A good starting point for any potential battery material is to understand its equilibrium voltage, which determines how much energy a battery can store. However, this voltage depends on the atomic structure of the cathode and the different materials formed inside it. Delgado and colleagues cite the example of the cathode material lithium cobalt oxide (LiCoO2). Lithium cobaltate also forms CoO2 when lithium ions migrate. So the equilibrium voltage depends on the balance between the two, which in turn depends on the electronic structure of each molecule.

 

 

 

Another important property is ionic mobility (the speed at which lithium ions move through the material's structure), which is also determined by the material's electronic structure.

 

 

 

Then there is the thermal stability of the cathode, which determines the safety of the battery.
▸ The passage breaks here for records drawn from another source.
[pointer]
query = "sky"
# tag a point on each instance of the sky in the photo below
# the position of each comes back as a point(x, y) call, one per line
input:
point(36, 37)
Because the cathode material is usually an oxide of lithium, oxygen can be released during the movement of lithium ions in and out of the cathode material; at the same time, lithium ions can form dendrites that extend on the electrolyte. This both consumes lithium ions and reduces the battery's capacity: the lithium heats up, and, if the dendrites extend across the gap, it can also short the battery. All of these create dangerous conditions for thermal runaway and eventual fire.

 

 

 

Knowing exactly how this all works is important for battery manufacturers, but it depends on the exact structure of the material at the atomic level.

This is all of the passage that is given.